Ils veulent nous renvoyer, ils demandent où j’étais avant
Quel lieu laissé derrière moi.
Je tourne le dos, c’est tout l’arrière qu’il me reste
(…)
Vous pouvez repousser, non pas ramener,
le départ n’est que cendre dispersée, nous sommes des allers simples.
Car ils ne sont pas venus pour prendre mais pour offrir, pour s’offrir corps et âme, chair à travail, boucs émissaires.
Vous êtes le cou de la planète, la tête coiffée,
le nez délicat, sommet de sable de l’humanité.
Nous sommes les pieds en marche pour vous rejoindre,
nous soutiendrons votre corps, tout frais de nos forces.
Avec la ténacité, l’obstination du désespoir, ils sont les sacrifices humains de notre époque qui se croit au-dessus de ça.
L’un de nous a dit au nom de tous :
D’accord, je meurs, mais dans trois jours je ressuscite et je reviens.
Après un texte d’une telle force, d’une beauté époustouflante à la hauteur du courage et des souffrances, pourtant innommables, que peuvent endurer celles et ceux que l’on appelle jamais par leur noms, car ce sont les anonymes, les sans-papier, les clandestines et clandestins de la terre, il est sans doute plus difficile d’apprécier à leur juste valeur les textes qui suivent dans la seconde partie de ce livre.

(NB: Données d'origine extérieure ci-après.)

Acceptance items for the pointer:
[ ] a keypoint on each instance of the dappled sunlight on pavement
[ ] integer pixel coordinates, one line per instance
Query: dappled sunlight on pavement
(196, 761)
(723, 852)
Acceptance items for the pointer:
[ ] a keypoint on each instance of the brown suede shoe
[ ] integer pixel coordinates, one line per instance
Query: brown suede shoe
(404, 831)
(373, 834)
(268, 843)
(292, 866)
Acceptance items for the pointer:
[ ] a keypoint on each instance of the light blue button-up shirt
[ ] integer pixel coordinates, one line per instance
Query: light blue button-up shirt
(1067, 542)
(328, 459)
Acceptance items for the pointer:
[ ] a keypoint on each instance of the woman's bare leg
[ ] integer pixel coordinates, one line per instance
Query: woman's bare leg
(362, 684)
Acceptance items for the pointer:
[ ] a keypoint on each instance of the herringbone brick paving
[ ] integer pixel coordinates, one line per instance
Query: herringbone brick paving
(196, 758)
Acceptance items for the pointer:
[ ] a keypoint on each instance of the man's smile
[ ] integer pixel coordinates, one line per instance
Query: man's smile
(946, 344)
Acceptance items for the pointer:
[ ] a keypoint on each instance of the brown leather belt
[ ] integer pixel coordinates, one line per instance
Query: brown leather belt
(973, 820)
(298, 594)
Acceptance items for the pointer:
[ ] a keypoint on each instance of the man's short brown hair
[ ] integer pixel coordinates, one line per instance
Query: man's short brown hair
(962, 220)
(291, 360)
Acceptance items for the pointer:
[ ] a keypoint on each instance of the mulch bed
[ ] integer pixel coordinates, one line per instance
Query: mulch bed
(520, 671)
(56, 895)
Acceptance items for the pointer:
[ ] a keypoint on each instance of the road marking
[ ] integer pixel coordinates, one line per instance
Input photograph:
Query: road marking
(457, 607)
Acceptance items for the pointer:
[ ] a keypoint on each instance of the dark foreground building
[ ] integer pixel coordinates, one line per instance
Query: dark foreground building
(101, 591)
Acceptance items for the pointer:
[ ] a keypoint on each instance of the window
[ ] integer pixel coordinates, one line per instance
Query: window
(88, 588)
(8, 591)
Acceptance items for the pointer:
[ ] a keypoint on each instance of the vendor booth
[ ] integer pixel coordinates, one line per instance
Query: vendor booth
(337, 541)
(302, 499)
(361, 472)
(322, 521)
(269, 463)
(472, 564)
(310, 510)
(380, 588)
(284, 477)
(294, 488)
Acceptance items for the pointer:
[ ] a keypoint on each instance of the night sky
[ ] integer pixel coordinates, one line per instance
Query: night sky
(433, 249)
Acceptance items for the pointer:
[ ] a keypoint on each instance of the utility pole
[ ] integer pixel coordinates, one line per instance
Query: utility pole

Une partie divisée en quatre quartiers avec des poèmes très diversifiés qu’Erri de Luca présente comme des feuilles qui seraient le pays où il a « essayé d’habiter ». Dans le Quartier des pas reclus, il s’agit principalement de poèmes destinés à ce que l’on n’oublie pas ce qui ne doit pas être oublié, avec un hommage au prisonnier Ante Zemjlar, ce poète yougoslave qui au début des années cinquante passa cinq ans « sur l’Île Nue à casser des pierres blanches et les jeter ensuite dans la mer, dans l’Adriatique, car la peine est pure, sans valeur pratique, et la mer ne se remplira pas ». L'Île Nue, Goli Otok, la plus terrible des colonies pénitentiaires sous Tito. On notera aussi l’hommage aux Tsiganes d’Europe partis en fumée dans les camps de haute Silésie, ainsi qu’à d’autres prisonniers de différentes périodes comme Vincenzo Andraous, Paolo Persichetti, extradé en 2002 et condamné à 22 ans de prison pour sa participation aux luttes des années de plomb, mais aussi au poète bosniaque Izet Sarajlic, mort en 2002, qui a vécu le siège de Sarajevo, et bien d‘autres poèmes encore, évoquant aussi bien la seconde guerre mondiale que celle des Balkans.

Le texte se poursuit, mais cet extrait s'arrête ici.